Štip is a significant cultural, educational, and economic center in east Macedonia. The textile and fashion industries are located in this town of 51,947 citizens. It's located on 86 km from the capital Skopje and from the nearby city Veles, is just 40 km away.
Štip is one of the oldest cities in the Republic of Macedonia. It's settled on an altitude of 300 meters above the sea level. First time is mentioned in the ancient period, under it's ancient name Astibo, that occurs in connection with Peonia. Later it's known as Stipion. When the Slavs came in the 6th-7th century AD, the city was renamed, it became Štip. The city was included in Tzar Samoil's medieval Macedonian state and after this came under the administration of a succession of conquerors. At the end of Samoil's reign, the city was conquered by the Byzantines; at the beginning of the 13th century, it was conquered by the Bulgarians, and then, after the famous battle near Velebuzd, the city was conquered by the Serb King Stefan Dečanski. Finally in 1382, it fell under Turkish rule. The present city has retained many cultural monuments from different periods which give witness to the past of the city Štip.
The first known opera performance in Macedonia was held in Štip in 1925. Today, a festival of popular music "Mak-Fest" is held here each year.

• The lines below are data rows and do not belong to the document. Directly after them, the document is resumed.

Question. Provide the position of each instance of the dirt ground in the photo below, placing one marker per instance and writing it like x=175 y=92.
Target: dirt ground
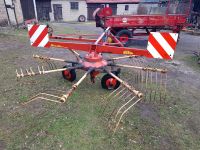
x=76 y=124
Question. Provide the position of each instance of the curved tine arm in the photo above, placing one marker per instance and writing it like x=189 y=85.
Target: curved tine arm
x=74 y=87
x=124 y=113
x=123 y=106
x=141 y=68
x=122 y=57
x=130 y=88
x=52 y=58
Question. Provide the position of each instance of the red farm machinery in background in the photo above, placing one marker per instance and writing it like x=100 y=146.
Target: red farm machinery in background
x=151 y=17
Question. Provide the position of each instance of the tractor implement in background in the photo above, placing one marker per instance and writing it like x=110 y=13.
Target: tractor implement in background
x=126 y=93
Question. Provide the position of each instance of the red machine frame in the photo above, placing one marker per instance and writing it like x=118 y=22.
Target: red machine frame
x=129 y=23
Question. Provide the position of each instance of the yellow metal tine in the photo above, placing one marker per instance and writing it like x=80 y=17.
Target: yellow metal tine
x=124 y=113
x=113 y=92
x=123 y=106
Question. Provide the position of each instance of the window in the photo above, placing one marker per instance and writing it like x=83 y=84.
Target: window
x=74 y=5
x=127 y=7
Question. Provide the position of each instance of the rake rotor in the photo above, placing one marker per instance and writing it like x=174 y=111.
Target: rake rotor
x=139 y=85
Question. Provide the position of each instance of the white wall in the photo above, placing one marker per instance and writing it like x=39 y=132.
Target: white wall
x=68 y=14
x=132 y=9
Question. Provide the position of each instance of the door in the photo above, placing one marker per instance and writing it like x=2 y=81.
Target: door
x=57 y=9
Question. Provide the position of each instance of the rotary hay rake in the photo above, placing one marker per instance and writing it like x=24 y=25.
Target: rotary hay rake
x=124 y=95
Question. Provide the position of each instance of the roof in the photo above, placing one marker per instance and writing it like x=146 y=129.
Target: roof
x=112 y=1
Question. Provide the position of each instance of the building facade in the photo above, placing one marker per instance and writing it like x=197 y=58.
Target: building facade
x=119 y=7
x=68 y=10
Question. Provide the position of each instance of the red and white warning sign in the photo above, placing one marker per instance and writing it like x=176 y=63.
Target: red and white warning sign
x=162 y=44
x=38 y=35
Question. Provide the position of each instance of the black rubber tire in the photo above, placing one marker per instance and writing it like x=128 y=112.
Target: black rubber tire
x=128 y=33
x=81 y=18
x=73 y=75
x=103 y=82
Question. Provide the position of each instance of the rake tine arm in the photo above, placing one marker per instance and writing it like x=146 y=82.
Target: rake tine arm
x=130 y=88
x=124 y=113
x=122 y=57
x=41 y=71
x=74 y=87
x=142 y=68
x=123 y=107
x=52 y=58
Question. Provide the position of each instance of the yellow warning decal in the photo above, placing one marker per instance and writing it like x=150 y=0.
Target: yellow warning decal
x=127 y=53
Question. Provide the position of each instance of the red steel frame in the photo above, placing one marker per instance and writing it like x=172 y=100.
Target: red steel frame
x=174 y=22
x=97 y=46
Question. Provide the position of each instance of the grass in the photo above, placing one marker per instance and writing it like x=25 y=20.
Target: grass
x=79 y=124
x=192 y=61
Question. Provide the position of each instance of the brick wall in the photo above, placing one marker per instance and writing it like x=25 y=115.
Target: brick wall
x=68 y=14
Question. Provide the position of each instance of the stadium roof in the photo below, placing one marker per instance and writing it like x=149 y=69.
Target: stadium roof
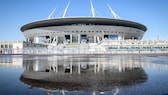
x=82 y=20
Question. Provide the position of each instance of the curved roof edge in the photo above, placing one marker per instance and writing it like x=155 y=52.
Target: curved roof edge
x=74 y=20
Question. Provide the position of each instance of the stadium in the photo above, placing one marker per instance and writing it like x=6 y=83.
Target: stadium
x=80 y=30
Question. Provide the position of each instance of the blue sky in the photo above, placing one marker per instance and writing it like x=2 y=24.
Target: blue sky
x=16 y=13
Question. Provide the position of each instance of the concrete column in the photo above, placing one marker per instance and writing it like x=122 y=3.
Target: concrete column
x=79 y=38
x=56 y=40
x=79 y=68
x=94 y=39
x=71 y=38
x=123 y=37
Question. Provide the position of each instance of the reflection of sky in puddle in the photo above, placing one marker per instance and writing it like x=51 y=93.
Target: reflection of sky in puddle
x=87 y=74
x=83 y=72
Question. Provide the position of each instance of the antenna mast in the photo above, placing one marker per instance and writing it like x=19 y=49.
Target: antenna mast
x=92 y=9
x=113 y=13
x=51 y=14
x=65 y=11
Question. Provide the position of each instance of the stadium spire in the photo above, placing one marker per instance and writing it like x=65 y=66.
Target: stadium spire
x=92 y=9
x=65 y=11
x=113 y=13
x=51 y=14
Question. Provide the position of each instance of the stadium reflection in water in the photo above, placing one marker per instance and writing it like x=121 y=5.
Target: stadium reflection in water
x=83 y=72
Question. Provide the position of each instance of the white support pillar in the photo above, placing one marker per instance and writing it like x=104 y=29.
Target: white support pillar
x=71 y=38
x=94 y=39
x=79 y=71
x=79 y=38
x=56 y=40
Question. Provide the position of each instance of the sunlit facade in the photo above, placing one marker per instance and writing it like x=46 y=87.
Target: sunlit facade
x=81 y=30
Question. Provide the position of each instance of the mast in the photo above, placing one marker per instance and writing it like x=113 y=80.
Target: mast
x=51 y=14
x=92 y=9
x=65 y=11
x=113 y=13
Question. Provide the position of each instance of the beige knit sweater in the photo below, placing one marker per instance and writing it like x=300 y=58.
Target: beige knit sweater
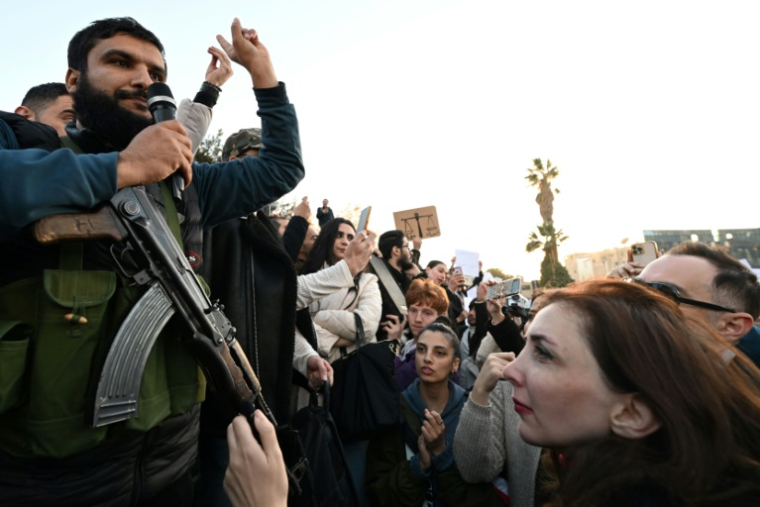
x=487 y=438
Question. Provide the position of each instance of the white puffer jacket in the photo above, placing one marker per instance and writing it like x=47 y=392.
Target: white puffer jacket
x=333 y=315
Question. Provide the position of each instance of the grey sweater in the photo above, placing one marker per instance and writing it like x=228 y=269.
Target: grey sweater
x=487 y=438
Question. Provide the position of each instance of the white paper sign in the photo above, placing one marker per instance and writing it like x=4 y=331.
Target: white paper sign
x=468 y=261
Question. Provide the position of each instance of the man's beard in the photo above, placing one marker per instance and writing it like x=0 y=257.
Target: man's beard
x=102 y=114
x=405 y=262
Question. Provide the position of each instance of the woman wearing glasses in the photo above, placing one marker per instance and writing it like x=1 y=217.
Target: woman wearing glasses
x=632 y=402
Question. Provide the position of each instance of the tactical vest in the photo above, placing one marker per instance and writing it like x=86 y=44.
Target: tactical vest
x=51 y=358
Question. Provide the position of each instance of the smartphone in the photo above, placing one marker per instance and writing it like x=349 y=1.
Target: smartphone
x=364 y=219
x=644 y=253
x=506 y=288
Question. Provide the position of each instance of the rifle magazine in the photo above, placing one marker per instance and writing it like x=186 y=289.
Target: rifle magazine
x=118 y=388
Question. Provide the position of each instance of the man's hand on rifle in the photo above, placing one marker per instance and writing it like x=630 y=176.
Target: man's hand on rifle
x=256 y=475
x=248 y=51
x=154 y=154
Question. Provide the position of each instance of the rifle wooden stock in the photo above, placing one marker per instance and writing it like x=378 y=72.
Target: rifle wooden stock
x=103 y=224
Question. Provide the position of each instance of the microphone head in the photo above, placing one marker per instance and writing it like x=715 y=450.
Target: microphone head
x=159 y=94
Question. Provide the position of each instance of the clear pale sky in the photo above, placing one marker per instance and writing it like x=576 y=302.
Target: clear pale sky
x=649 y=109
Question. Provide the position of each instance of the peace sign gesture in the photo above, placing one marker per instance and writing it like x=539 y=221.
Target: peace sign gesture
x=248 y=51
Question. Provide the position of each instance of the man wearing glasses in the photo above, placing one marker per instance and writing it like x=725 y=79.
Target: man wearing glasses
x=397 y=258
x=708 y=282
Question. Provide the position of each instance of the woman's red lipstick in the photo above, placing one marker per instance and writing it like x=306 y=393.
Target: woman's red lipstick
x=521 y=408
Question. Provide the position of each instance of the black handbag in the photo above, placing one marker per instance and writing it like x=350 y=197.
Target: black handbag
x=311 y=446
x=365 y=396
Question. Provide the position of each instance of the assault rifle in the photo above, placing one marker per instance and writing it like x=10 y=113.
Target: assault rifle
x=130 y=220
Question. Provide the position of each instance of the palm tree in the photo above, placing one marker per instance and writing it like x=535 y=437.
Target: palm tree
x=541 y=178
x=552 y=272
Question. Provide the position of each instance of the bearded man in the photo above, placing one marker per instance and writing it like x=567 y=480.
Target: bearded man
x=49 y=454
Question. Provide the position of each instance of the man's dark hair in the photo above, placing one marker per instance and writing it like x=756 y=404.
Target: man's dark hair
x=84 y=40
x=388 y=240
x=40 y=97
x=734 y=285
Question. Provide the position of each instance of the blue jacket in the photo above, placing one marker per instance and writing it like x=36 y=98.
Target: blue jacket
x=37 y=183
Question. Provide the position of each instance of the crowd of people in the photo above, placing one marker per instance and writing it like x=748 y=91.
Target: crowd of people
x=639 y=389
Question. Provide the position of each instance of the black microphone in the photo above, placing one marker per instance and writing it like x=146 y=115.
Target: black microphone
x=163 y=108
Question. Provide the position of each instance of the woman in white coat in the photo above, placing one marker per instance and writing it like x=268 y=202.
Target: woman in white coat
x=334 y=319
x=333 y=315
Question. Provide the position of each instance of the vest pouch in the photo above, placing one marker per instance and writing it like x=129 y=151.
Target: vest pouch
x=72 y=318
x=14 y=345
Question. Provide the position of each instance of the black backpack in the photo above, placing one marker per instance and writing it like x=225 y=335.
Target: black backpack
x=312 y=450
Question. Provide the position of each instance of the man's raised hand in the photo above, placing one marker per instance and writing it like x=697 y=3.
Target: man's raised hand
x=248 y=51
x=220 y=68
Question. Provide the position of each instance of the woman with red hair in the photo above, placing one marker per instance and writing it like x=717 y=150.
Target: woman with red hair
x=632 y=402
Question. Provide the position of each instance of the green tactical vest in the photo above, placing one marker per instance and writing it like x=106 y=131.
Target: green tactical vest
x=48 y=357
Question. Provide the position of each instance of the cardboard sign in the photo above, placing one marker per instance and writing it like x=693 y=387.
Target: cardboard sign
x=422 y=222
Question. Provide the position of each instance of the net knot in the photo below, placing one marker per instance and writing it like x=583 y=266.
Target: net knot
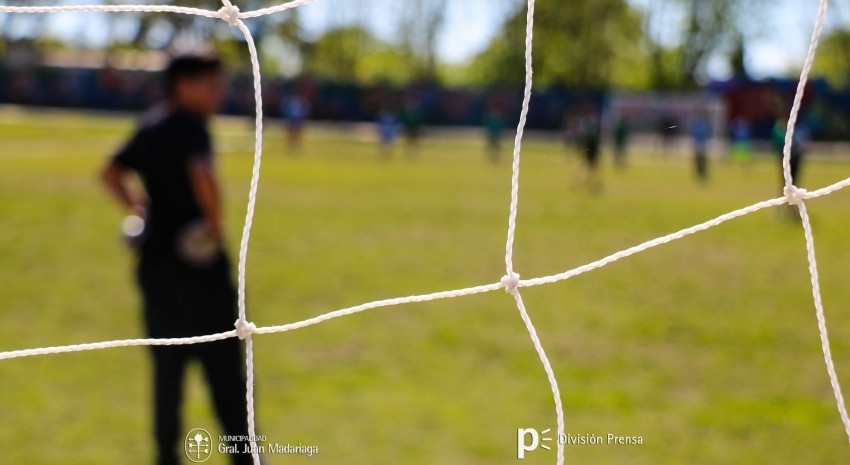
x=230 y=14
x=244 y=328
x=794 y=195
x=511 y=282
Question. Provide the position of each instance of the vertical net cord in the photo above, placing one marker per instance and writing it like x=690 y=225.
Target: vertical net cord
x=796 y=196
x=246 y=231
x=511 y=279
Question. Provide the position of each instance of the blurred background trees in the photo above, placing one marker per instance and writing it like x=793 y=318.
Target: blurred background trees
x=630 y=44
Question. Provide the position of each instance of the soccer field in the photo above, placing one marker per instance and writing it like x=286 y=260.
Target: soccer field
x=706 y=348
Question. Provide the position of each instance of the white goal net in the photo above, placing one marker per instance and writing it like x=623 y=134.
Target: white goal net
x=511 y=281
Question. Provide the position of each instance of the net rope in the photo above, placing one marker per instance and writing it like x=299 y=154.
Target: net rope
x=510 y=282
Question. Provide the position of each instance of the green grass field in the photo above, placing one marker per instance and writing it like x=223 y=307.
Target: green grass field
x=707 y=347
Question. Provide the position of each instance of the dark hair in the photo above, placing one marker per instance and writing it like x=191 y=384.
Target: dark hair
x=190 y=66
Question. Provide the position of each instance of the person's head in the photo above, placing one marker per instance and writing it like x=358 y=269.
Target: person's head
x=195 y=83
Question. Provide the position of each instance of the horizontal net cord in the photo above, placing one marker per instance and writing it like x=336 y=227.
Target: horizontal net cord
x=431 y=296
x=511 y=282
x=153 y=9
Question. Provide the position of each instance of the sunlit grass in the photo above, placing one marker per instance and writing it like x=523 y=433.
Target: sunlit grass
x=707 y=347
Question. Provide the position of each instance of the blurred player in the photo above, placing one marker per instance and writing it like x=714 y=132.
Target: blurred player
x=622 y=131
x=182 y=270
x=295 y=110
x=701 y=135
x=740 y=136
x=494 y=126
x=411 y=120
x=387 y=131
x=588 y=132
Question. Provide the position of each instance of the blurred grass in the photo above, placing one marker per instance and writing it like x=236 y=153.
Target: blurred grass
x=707 y=347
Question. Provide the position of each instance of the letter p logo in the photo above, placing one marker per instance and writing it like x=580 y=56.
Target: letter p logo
x=527 y=440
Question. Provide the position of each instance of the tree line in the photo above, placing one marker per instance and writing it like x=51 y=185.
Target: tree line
x=648 y=44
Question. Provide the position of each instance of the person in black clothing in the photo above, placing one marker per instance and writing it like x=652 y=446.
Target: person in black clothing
x=182 y=270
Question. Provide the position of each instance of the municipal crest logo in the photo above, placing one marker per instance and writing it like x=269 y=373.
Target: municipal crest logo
x=198 y=445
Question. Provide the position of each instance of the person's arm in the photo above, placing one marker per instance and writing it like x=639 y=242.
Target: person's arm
x=114 y=177
x=205 y=187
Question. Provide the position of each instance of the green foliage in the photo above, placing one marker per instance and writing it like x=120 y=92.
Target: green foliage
x=352 y=54
x=833 y=58
x=590 y=44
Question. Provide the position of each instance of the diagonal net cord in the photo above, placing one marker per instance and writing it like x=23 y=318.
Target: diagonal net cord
x=510 y=282
x=795 y=197
x=511 y=278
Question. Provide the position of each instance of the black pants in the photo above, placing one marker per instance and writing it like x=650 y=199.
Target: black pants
x=181 y=301
x=222 y=366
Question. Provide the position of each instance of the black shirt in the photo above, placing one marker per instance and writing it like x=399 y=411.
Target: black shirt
x=160 y=152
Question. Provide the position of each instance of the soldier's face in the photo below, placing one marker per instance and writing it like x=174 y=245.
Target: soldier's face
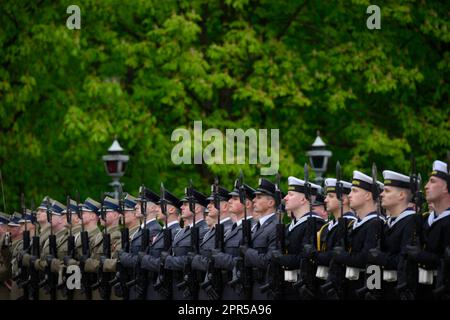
x=130 y=218
x=41 y=216
x=435 y=189
x=262 y=203
x=390 y=197
x=137 y=210
x=111 y=217
x=212 y=210
x=185 y=212
x=332 y=202
x=235 y=205
x=210 y=220
x=294 y=200
x=30 y=227
x=87 y=216
x=320 y=210
x=358 y=197
x=15 y=231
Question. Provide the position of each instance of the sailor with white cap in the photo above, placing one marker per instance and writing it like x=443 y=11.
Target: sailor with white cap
x=364 y=234
x=436 y=233
x=298 y=231
x=398 y=231
x=332 y=234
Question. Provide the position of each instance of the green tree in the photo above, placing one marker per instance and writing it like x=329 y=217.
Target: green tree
x=141 y=69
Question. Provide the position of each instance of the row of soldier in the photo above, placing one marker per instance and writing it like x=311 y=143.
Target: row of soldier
x=235 y=245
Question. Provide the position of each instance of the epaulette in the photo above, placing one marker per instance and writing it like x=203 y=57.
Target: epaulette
x=319 y=236
x=425 y=214
x=350 y=224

Kale (Fortress) Isar is located between the rivers Bregalnica and Otinja. Exact records of the time of the construction of the fortress have not been found. Some of the 19m high fortress walls have been preserved. During the middle ages, churches were built on all four sides of the fortress. In 1332, they built a church dedicated to St. Archangel Michael. The second church, built in 1341, was dedicated to St. Nikola, and a few years later, the third church - which has been preserved in its original form until the present day. The last church dedicated to St. Vasilie, was located on the north side of the fortress, and it was built in 1337.
The church Holy Savior (St. Spas) is located on the left bank of the river Otinja. According to the preserved data, it was built in 1369, as the inheritance of the duke Dimitar. Today, from the old frescos, remain only certain parts representing the old prophets, several saints of the synod church and the beautiful compositions Transfiguration and The Holy Indivisible Trinity.
The bezisten (old Turkish market) is located in the center of the city. It is built of stone, and it is supposed to have originated from the 16th or the 17th century. Today, this construction is being used as an art gallery.
The Church St. Jovan Baptists (Jovan Krstitel) is located under the fortress Isar. It was built in 1350. Its exterior presents you with a small, one-nave church without a cupola. The church painting has preserved only fragments which very poorly depict the images of Tzar Constantine and of his wife Elena, as well as the image of a holy warrior.
Near Štip, along the shore of the river Bregalnica, there is the Kežovica spa. The temperature of the thermal-mineral water here reaches 62oC, and the radioactivity - 42,82 moch units. The spa water is believed to cure rheumatism, bone joint and nervous diseases, diabetes, arteriosclerosis and high blood pressure. A few kilometers from the town is the classical site of Bargala and Astibo.